Hospitalized husband to judge after being arraigned on charge of murdering wife: 'Whatever you gotta do, do it'
FARGO – The case of an elderly Fargo couple, who authorities say entered into a suicide pact that ended with the husband shooting the wife, took a turn Tuesday, June 5, as new details emerged from court documents and, in an uncommon fashion, the husband was arraigned from his hospital room.
The husband, 85-year-old Louis Averson, told police he and his wife, Ila Averson, also 85, agreed to take their own lives and due to his wife’s poor health, they chose to run their car in a closed garage to attempt suicide by carbon monoxide poisoning, according to court documents.
When the poisoning attempt failed, Louis Averson shot his wife in the chest before doing the same to himself, court documents stated. He survived the shooting and now faces a felony count of murder with intention.
At about 5:20 p.m. Tuesday, Louis Averson was arraigned in his hospital room at Sanford Medical Center in Fargo by Cass County District Judge Frank Racek. Hospital officials requested the room and floor number not be made public due to safety concerns.
Only one media member was allowed to attend the arraignment, and a Forum reporter was chosen to act as a press delegate and public witness after the newspaper requested access to the hearing.
Hospital hearings are rare, although they have happened in the past. In 2008, another Forum reporter was chosen to be a press delegate when Vincent Degidio Jr. was arraigned in his hospital room on charges of kidnapping and attempted murder. Degidio, who had been shot by police, was later sentenced to nearly 29 years in prison..38 revolver and a will
About 10 p.m. Friday, June 1, the Aversons went into their garage at their apartment complex, and Louis Averson told police it was decided that after sitting in their white Toyota Avalon for five hours that he would shoot his wife in the chest and then shoot himself, court documents said.
He told police his wife knew he was going to shoot her and then himself. According to court documents, there is no evidence to contradict Louis Averson’s version of events.
During a search of the Averson’s home, police found the couple’s last will and testament on the dining room table and a bill from a law firm dated Friday, June 1.

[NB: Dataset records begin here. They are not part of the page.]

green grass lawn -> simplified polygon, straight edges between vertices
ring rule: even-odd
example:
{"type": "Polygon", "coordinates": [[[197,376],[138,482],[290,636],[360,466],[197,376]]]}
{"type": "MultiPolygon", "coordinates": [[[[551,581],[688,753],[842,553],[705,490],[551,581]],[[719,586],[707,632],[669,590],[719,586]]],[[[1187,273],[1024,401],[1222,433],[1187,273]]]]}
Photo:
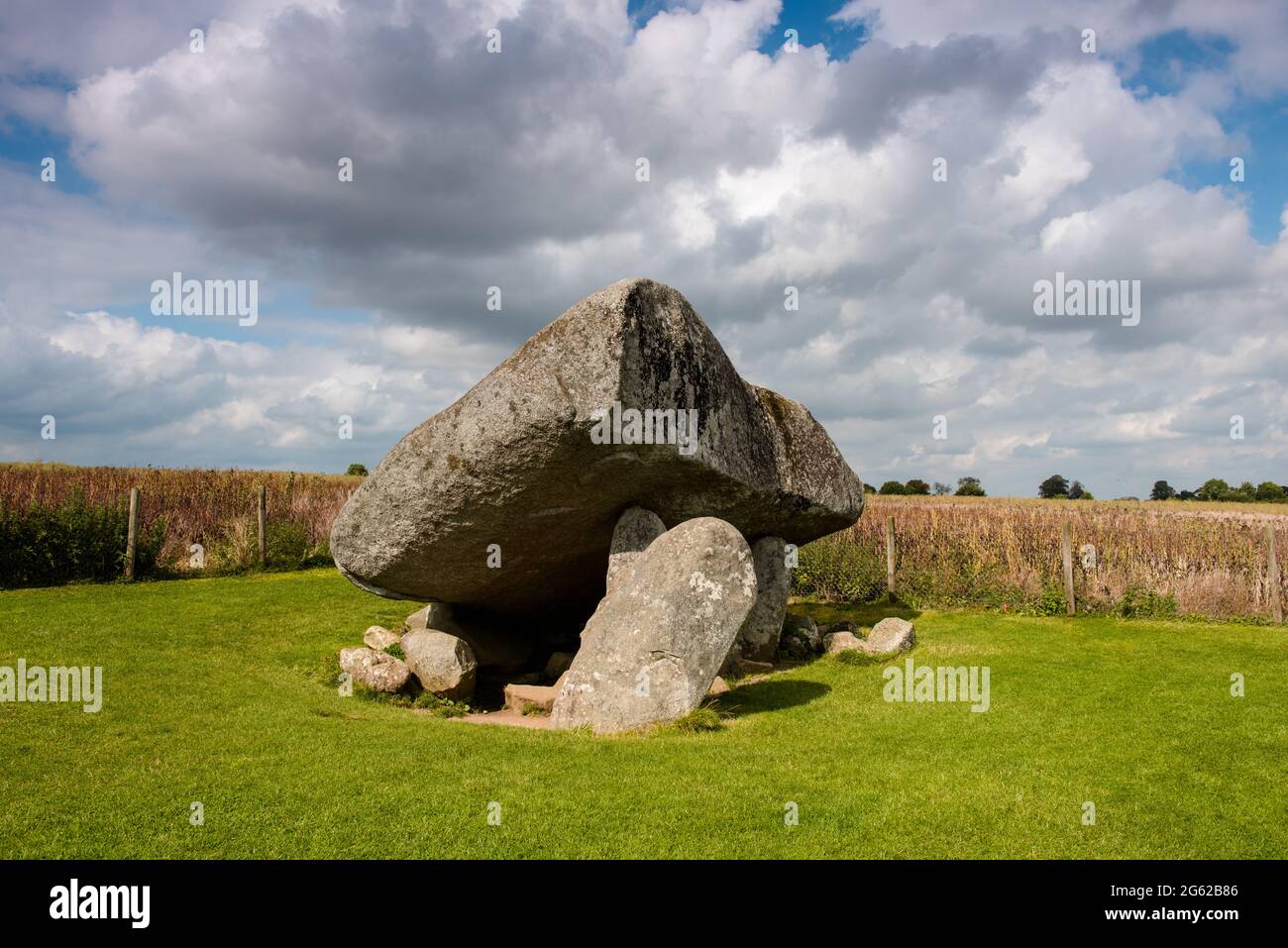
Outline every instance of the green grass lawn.
{"type": "Polygon", "coordinates": [[[989,666],[987,714],[823,658],[723,730],[595,738],[323,684],[408,611],[334,571],[0,594],[0,665],[106,693],[0,705],[0,857],[1288,857],[1284,629],[925,613],[913,658],[989,666]]]}

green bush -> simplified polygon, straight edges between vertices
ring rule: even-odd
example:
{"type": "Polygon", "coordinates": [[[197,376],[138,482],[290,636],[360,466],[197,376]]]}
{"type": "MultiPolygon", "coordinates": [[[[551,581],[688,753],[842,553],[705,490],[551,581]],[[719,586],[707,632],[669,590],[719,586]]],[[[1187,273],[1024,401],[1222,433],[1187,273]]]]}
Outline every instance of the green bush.
{"type": "MultiPolygon", "coordinates": [[[[135,576],[157,572],[166,523],[135,538],[135,576]]],[[[0,587],[117,580],[125,572],[129,504],[90,505],[80,493],[58,506],[10,507],[0,498],[0,587]]]]}
{"type": "Polygon", "coordinates": [[[1118,612],[1136,618],[1175,618],[1176,598],[1168,592],[1130,586],[1118,603],[1118,612]]]}

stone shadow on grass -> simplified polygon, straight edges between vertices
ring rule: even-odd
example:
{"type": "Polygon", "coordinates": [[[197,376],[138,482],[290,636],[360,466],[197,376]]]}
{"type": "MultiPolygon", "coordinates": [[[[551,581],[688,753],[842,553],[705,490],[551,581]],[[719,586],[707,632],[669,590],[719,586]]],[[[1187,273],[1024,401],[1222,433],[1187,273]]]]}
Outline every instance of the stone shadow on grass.
{"type": "Polygon", "coordinates": [[[819,681],[801,681],[800,679],[764,679],[746,685],[738,685],[728,694],[720,696],[716,707],[726,711],[734,717],[760,714],[762,711],[778,711],[796,705],[808,705],[822,698],[831,692],[831,687],[819,681]]]}

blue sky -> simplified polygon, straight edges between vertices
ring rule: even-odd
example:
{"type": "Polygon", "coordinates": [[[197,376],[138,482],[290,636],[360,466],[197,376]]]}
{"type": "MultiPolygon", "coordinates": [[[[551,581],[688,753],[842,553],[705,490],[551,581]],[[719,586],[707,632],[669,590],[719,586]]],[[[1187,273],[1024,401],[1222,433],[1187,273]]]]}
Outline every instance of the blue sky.
{"type": "Polygon", "coordinates": [[[0,460],[371,465],[650,276],[866,480],[1284,483],[1285,43],[1258,0],[15,0],[0,460]],[[152,316],[174,269],[256,280],[259,323],[152,316]],[[1140,326],[1037,319],[1056,270],[1140,280],[1140,326]]]}

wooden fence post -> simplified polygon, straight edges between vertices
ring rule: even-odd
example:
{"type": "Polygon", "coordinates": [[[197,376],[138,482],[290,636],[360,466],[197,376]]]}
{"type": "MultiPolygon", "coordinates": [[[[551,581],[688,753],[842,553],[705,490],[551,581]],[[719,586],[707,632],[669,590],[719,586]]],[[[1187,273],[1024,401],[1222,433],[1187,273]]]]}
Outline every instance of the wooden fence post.
{"type": "Polygon", "coordinates": [[[134,578],[134,560],[139,542],[139,488],[130,488],[130,519],[125,529],[125,578],[134,578]]]}
{"type": "Polygon", "coordinates": [[[1069,522],[1060,526],[1060,559],[1064,562],[1064,599],[1070,616],[1075,614],[1078,607],[1073,602],[1073,537],[1069,532],[1069,522]]]}
{"type": "Polygon", "coordinates": [[[265,520],[265,501],[264,501],[264,486],[259,486],[259,564],[268,564],[268,541],[264,538],[264,520],[265,520]]]}
{"type": "Polygon", "coordinates": [[[1266,524],[1266,585],[1270,587],[1270,614],[1275,622],[1284,621],[1284,605],[1279,599],[1279,558],[1275,556],[1275,527],[1266,524]]]}
{"type": "Polygon", "coordinates": [[[894,602],[894,518],[886,518],[886,598],[894,602]]]}

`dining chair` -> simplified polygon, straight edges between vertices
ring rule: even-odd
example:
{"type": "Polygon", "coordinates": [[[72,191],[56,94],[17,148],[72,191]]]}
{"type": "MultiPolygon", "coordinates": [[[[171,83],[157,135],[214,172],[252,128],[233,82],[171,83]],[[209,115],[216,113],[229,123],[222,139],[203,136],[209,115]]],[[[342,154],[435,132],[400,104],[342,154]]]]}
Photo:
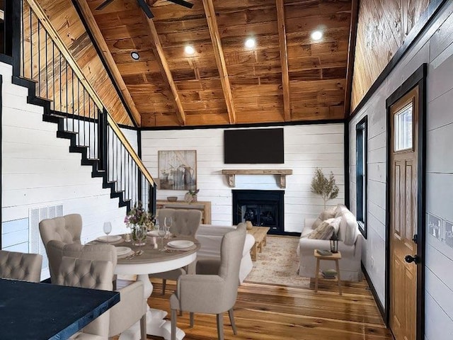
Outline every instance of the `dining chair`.
{"type": "Polygon", "coordinates": [[[45,247],[51,239],[80,244],[82,217],[79,214],[70,214],[59,217],[46,218],[40,222],[39,228],[45,247]]]}
{"type": "MultiPolygon", "coordinates": [[[[45,251],[49,259],[50,281],[55,283],[57,274],[64,256],[77,259],[88,259],[110,261],[116,266],[117,258],[116,249],[111,244],[79,244],[78,243],[64,243],[57,239],[51,239],[45,246],[45,251]],[[113,250],[115,252],[113,252],[113,250]]],[[[114,277],[112,277],[113,280],[114,277]]]]}
{"type": "MultiPolygon", "coordinates": [[[[202,213],[200,210],[192,210],[185,209],[170,209],[163,208],[159,210],[159,225],[164,225],[165,217],[171,217],[172,223],[170,227],[171,234],[180,236],[195,237],[197,230],[201,223],[202,213]]],[[[180,275],[187,273],[187,270],[179,268],[173,271],[149,274],[149,278],[162,279],[162,295],[165,295],[166,288],[166,280],[173,280],[176,281],[180,275]]]]}
{"type": "Polygon", "coordinates": [[[236,334],[233,306],[237,298],[246,234],[245,223],[239,223],[236,230],[224,235],[220,261],[200,260],[197,262],[195,274],[179,277],[176,290],[170,297],[171,340],[176,339],[176,310],[190,312],[191,327],[194,312],[217,314],[219,340],[224,339],[222,314],[228,311],[233,332],[236,334]]]}
{"type": "Polygon", "coordinates": [[[40,282],[42,255],[0,250],[0,278],[40,282]]]}
{"type": "MultiPolygon", "coordinates": [[[[110,246],[116,256],[116,249],[110,246]]],[[[73,287],[112,290],[115,266],[110,261],[64,256],[56,283],[73,287]]],[[[118,335],[140,321],[141,340],[146,340],[147,305],[144,286],[136,281],[120,292],[120,302],[70,339],[101,340],[118,335]]]]}

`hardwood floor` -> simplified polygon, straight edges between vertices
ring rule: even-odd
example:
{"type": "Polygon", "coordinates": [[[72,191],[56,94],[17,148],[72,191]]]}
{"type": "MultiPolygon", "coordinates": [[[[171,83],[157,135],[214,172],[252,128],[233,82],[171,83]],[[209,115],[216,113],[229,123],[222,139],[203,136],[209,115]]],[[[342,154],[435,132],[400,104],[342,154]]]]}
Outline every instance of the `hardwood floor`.
{"type": "MultiPolygon", "coordinates": [[[[169,314],[168,300],[175,285],[167,283],[165,295],[160,280],[153,280],[153,285],[148,303],[169,314]]],[[[309,289],[244,283],[234,307],[238,334],[233,334],[225,313],[225,340],[393,339],[365,280],[345,283],[343,296],[334,282],[320,283],[318,293],[314,288],[314,280],[309,289]]],[[[217,339],[215,315],[195,314],[195,327],[190,329],[189,313],[184,312],[178,318],[178,327],[185,332],[185,340],[217,339]]]]}

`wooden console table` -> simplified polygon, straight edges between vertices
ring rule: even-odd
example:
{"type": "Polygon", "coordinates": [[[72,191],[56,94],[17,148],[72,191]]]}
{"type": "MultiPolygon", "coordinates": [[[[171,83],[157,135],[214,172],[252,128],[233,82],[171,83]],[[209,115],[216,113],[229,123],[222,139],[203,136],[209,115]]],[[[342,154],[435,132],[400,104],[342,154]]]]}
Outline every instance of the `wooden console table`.
{"type": "Polygon", "coordinates": [[[234,188],[236,186],[235,175],[277,175],[280,177],[280,188],[286,188],[286,175],[292,175],[292,170],[290,169],[226,169],[222,171],[222,174],[228,175],[228,184],[234,188]]]}
{"type": "Polygon", "coordinates": [[[157,200],[156,202],[156,210],[159,215],[159,210],[163,208],[169,208],[171,209],[195,209],[201,211],[201,222],[205,225],[211,224],[211,202],[187,202],[176,201],[170,202],[164,200],[157,200]]]}
{"type": "Polygon", "coordinates": [[[266,236],[270,230],[269,227],[252,227],[247,232],[255,237],[255,244],[251,249],[252,261],[256,261],[258,252],[263,251],[263,246],[266,245],[266,236]]]}

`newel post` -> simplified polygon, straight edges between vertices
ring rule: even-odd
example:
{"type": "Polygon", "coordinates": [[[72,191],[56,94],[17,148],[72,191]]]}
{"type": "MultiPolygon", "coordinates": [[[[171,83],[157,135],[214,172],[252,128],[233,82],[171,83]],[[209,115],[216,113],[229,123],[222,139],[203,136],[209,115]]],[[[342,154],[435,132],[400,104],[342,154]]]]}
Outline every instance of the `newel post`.
{"type": "Polygon", "coordinates": [[[108,159],[108,115],[105,108],[102,112],[98,110],[98,157],[99,158],[99,170],[107,171],[107,159],[108,159]]]}

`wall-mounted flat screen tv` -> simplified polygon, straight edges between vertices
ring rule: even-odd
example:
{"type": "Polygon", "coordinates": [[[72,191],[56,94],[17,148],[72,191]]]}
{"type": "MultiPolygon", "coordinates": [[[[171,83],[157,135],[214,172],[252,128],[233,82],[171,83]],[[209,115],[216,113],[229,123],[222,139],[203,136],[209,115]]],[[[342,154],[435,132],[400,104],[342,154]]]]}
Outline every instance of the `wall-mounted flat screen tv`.
{"type": "Polygon", "coordinates": [[[226,130],[224,132],[226,164],[283,164],[283,129],[226,130]]]}

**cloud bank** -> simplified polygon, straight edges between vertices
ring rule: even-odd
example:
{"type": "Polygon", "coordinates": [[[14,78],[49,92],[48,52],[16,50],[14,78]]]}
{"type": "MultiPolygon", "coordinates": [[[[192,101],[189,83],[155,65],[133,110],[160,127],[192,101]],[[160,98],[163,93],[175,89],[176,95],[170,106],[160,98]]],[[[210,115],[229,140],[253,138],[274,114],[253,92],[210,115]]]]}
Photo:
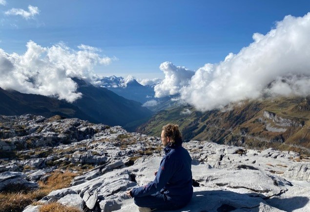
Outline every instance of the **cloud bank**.
{"type": "Polygon", "coordinates": [[[159,78],[154,78],[153,79],[137,79],[137,81],[142,85],[154,86],[158,84],[159,84],[162,79],[159,78]]]}
{"type": "Polygon", "coordinates": [[[177,94],[180,90],[186,86],[195,73],[184,67],[175,66],[170,62],[165,62],[159,68],[165,74],[165,79],[154,88],[155,96],[160,98],[177,94]]]}
{"type": "MultiPolygon", "coordinates": [[[[92,82],[97,64],[110,62],[91,47],[75,51],[60,43],[42,47],[32,41],[22,55],[0,49],[0,87],[24,93],[54,96],[73,102],[82,96],[71,77],[92,82]]],[[[112,60],[112,59],[111,60],[112,60]]]]}
{"type": "Polygon", "coordinates": [[[174,75],[171,80],[175,66],[165,62],[171,68],[162,69],[165,83],[157,87],[157,96],[178,93],[185,102],[206,111],[265,96],[309,95],[309,35],[310,13],[287,16],[266,35],[255,33],[254,42],[238,54],[205,64],[190,78],[174,75]],[[182,85],[176,86],[177,81],[182,85]]]}
{"type": "MultiPolygon", "coordinates": [[[[0,3],[1,3],[0,2],[0,3]]],[[[40,13],[38,7],[34,7],[30,5],[28,6],[28,11],[26,11],[22,9],[12,8],[5,12],[4,14],[8,16],[21,16],[25,19],[29,19],[33,18],[35,16],[40,13]]]]}

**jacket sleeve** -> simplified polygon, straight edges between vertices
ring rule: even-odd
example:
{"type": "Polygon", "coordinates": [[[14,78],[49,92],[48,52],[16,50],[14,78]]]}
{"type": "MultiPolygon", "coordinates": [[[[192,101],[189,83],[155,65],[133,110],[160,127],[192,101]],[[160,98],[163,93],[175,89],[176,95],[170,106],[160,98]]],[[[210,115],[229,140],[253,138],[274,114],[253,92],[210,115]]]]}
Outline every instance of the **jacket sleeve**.
{"type": "Polygon", "coordinates": [[[172,176],[175,169],[174,167],[174,163],[170,158],[170,155],[166,156],[163,159],[154,181],[145,186],[133,189],[131,191],[133,197],[153,194],[165,187],[172,176]]]}

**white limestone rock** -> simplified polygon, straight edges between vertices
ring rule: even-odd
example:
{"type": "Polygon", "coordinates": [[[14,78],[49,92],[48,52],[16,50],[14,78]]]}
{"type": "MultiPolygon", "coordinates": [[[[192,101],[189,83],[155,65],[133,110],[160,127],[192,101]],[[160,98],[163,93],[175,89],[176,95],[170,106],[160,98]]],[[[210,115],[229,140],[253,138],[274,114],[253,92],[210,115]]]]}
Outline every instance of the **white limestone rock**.
{"type": "Polygon", "coordinates": [[[310,182],[310,163],[301,163],[290,166],[283,174],[284,177],[310,182]]]}
{"type": "Polygon", "coordinates": [[[60,199],[57,202],[66,206],[75,207],[83,212],[84,202],[79,194],[68,194],[60,199]]]}

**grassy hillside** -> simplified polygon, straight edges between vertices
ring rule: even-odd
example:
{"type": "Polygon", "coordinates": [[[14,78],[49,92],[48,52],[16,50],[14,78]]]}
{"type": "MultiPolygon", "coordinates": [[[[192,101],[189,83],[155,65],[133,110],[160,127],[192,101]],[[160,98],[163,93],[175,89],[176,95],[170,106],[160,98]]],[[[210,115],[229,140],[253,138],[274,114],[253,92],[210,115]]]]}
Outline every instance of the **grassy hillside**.
{"type": "Polygon", "coordinates": [[[138,131],[159,136],[168,123],[179,125],[183,138],[310,153],[310,97],[246,101],[226,111],[206,112],[181,106],[163,110],[138,131]]]}

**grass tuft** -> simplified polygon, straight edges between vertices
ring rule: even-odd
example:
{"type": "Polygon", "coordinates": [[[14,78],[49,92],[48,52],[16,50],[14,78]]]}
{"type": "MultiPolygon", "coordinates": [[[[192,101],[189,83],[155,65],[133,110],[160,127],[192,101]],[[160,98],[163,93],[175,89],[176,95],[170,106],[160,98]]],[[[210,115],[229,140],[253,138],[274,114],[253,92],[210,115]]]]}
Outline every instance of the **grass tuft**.
{"type": "Polygon", "coordinates": [[[81,212],[78,208],[72,206],[65,206],[57,202],[42,205],[40,212],[81,212]]]}
{"type": "MultiPolygon", "coordinates": [[[[40,181],[39,189],[30,190],[26,187],[9,186],[0,193],[0,212],[21,212],[25,207],[41,199],[54,190],[68,187],[72,179],[78,174],[69,172],[54,172],[51,173],[45,183],[40,181]]],[[[48,212],[67,212],[73,211],[66,208],[64,210],[58,209],[48,212]]]]}

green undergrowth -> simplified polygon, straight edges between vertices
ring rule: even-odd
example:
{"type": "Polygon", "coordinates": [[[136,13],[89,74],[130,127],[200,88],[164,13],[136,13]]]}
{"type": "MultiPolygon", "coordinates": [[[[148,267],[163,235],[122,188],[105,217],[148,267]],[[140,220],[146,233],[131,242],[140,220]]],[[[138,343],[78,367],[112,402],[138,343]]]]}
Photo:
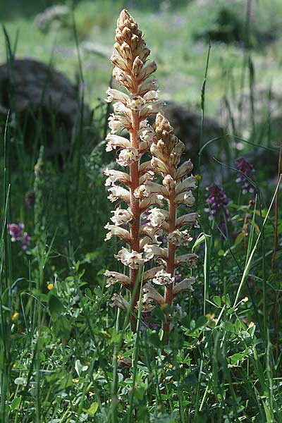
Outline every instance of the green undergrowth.
{"type": "MultiPolygon", "coordinates": [[[[80,47],[84,13],[90,16],[95,7],[97,35],[91,39],[112,44],[118,8],[113,6],[111,15],[105,6],[99,16],[102,4],[78,4],[80,47]]],[[[252,51],[253,68],[250,61],[244,65],[238,47],[216,45],[202,85],[208,47],[199,47],[188,35],[188,43],[183,42],[189,16],[184,15],[180,28],[178,10],[173,13],[156,8],[149,16],[146,8],[130,11],[135,12],[158,62],[162,97],[165,93],[198,104],[202,112],[212,112],[219,93],[231,96],[231,73],[235,78],[243,68],[252,104],[254,72],[259,78],[263,70],[266,80],[278,68],[278,61],[264,67],[276,42],[266,51],[252,51]],[[221,63],[229,69],[226,80],[221,63]]],[[[23,34],[17,54],[49,61],[46,51],[52,51],[55,39],[68,46],[68,59],[55,51],[54,63],[72,78],[78,72],[80,82],[84,76],[85,94],[95,109],[87,136],[82,137],[82,125],[78,128],[68,150],[51,157],[47,154],[44,120],[35,122],[37,135],[28,152],[25,143],[30,142],[30,134],[18,116],[8,116],[1,123],[0,421],[280,423],[282,216],[276,207],[276,221],[275,194],[281,197],[281,189],[276,176],[278,146],[271,131],[263,140],[257,130],[248,133],[247,139],[236,138],[235,130],[224,138],[223,163],[210,154],[213,170],[207,182],[201,180],[202,168],[194,158],[200,214],[200,228],[192,234],[199,255],[195,290],[177,299],[167,341],[161,329],[167,310],[159,306],[133,333],[129,317],[110,307],[119,288],[106,288],[103,276],[107,269],[123,271],[113,258],[120,243],[104,240],[111,207],[103,170],[111,168],[113,157],[104,152],[109,110],[101,98],[111,66],[104,57],[83,54],[82,75],[73,27],[43,35],[30,22],[17,18],[5,24],[11,44],[17,27],[23,34]],[[259,167],[256,158],[262,150],[271,155],[271,162],[259,167]],[[234,160],[246,154],[252,155],[255,172],[250,183],[257,195],[243,193],[235,180],[239,173],[234,160]],[[205,188],[216,178],[229,199],[223,231],[207,211],[205,188]],[[35,199],[30,207],[25,204],[28,192],[35,199]],[[12,223],[25,224],[31,238],[25,250],[20,240],[11,241],[7,225],[12,223]]],[[[0,48],[6,57],[6,49],[0,48]]],[[[250,119],[255,123],[255,116],[250,114],[250,119]]],[[[51,130],[56,141],[57,128],[51,130]]],[[[209,141],[219,145],[219,140],[209,141]]],[[[208,148],[200,147],[201,152],[208,148]]],[[[190,271],[184,268],[182,276],[190,271]]]]}

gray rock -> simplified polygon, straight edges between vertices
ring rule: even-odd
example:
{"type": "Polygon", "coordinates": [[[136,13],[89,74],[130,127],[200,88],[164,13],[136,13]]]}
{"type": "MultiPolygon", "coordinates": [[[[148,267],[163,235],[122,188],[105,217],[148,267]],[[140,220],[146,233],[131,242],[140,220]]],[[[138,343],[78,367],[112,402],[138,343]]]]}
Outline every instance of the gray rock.
{"type": "Polygon", "coordinates": [[[49,156],[68,151],[80,123],[85,130],[92,118],[78,97],[66,76],[44,63],[24,59],[0,66],[0,121],[8,111],[16,116],[27,151],[35,142],[45,144],[49,156]]]}
{"type": "MultiPolygon", "coordinates": [[[[166,106],[164,108],[164,113],[173,126],[176,136],[185,145],[186,156],[197,164],[200,148],[202,115],[173,102],[166,103],[166,106]]],[[[222,137],[224,133],[224,129],[215,119],[206,116],[204,121],[201,147],[210,140],[222,137]]],[[[217,151],[220,144],[219,140],[218,142],[211,143],[208,148],[204,149],[202,162],[208,161],[211,155],[217,151]]]]}

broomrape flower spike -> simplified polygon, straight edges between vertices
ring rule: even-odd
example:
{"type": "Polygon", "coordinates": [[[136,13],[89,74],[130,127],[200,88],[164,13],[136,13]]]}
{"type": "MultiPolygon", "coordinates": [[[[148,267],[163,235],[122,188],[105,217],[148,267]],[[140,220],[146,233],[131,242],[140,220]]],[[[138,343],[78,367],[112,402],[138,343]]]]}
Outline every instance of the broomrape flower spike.
{"type": "MultiPolygon", "coordinates": [[[[115,38],[116,52],[111,61],[114,66],[113,76],[121,90],[109,88],[106,92],[106,102],[114,102],[114,113],[109,119],[111,133],[107,136],[106,150],[117,151],[116,161],[122,166],[122,171],[106,169],[106,185],[110,187],[110,201],[123,202],[127,204],[127,208],[125,210],[118,208],[114,212],[111,220],[114,225],[106,226],[109,233],[106,239],[118,236],[129,245],[129,249],[123,247],[116,255],[116,258],[128,267],[129,275],[125,277],[125,275],[109,271],[105,274],[109,278],[108,284],[118,282],[131,293],[135,292],[132,301],[134,309],[140,296],[140,288],[135,286],[138,268],[152,257],[151,252],[144,252],[143,246],[145,241],[155,240],[157,236],[154,234],[149,236],[145,231],[140,231],[140,214],[151,205],[161,204],[162,198],[157,195],[150,196],[149,199],[143,197],[140,189],[140,185],[154,178],[150,162],[141,164],[143,154],[149,150],[155,137],[147,118],[155,116],[162,103],[158,99],[156,80],[150,78],[157,65],[154,61],[148,60],[150,51],[137,23],[126,10],[121,11],[118,19],[115,38]],[[123,129],[129,132],[130,140],[116,135],[123,129]],[[121,187],[120,183],[125,186],[121,187]],[[139,191],[140,195],[136,196],[135,193],[139,191]],[[118,228],[121,225],[128,225],[128,231],[118,228]]],[[[155,273],[158,271],[159,268],[155,273]]],[[[153,271],[152,277],[154,276],[153,271]]],[[[113,306],[126,309],[127,306],[120,297],[115,295],[113,301],[113,306]]],[[[132,326],[134,330],[133,318],[132,326]]]]}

Police were dispatched to the apartment complex at 331 Prairiewood Circle S. about 5:35 a.m. Saturday, June 2, when a passer-by told 911 dispatchers that a man, later identified as Louis Averson, was yelling for help from his garage. The passer-by told dispatchers the man said he had just shot his wife, later identified as Ila Averson.
Police found Louis Averson crawling to the garage door and his wife sitting in the car. Ila Averson was pronounced dead at the scene.
A .38-caliber Smith & Wesson revolver and two spent casings were found in the car, court documents said, adding that the two bullets fired were also recovered from the car.
Louis Averson, who was taken to Sanford Medical Center, was placed under arrest, prosecutor Tanya Martinez said. He will be transferred to Cass County Jail should his condition improve, Martinez said.Hospital hearing
It was a typical hospital room, well-lit with a window and television. The patient was on the hospital bed, hooked to a breathing tube. He was connected to machines that whizzed and hummed next to the bed.
What was atypical was the situation and the patient — it was a court arraignment for a man charged with murder.
The room was filled with people: Judge Racek, prosecutors Martinez and Leah Viste, and hospital staff stood by as Racek prepared to read Louis Averson his rights and charges Tuesday evening.
Averson looked tall as he lay in the bed and had wiry, white hair with a dark gray mustache. He was in scrubs and wasn’t handcuffed.
He looked straight ahead, only turning his head to face the judge when he answered his questions.
When Racek finished reading Averson his rights and asked if he understood, he said “Yes.”
When Racek asked if he understood the charges brought against him, it was the same blunt response: “Yes.”
Racek appointed Averson a public defender, set a preliminary hearing for 9 a.m. July 11, and the arraignment ended.
As Racek was leaving the room, Averson sat up a little and pointed his hand toward Racek.
“Whatever you gotta do, do it. I’m staying here, and that’s it,” Averson said.
Then he settled back and went quiet.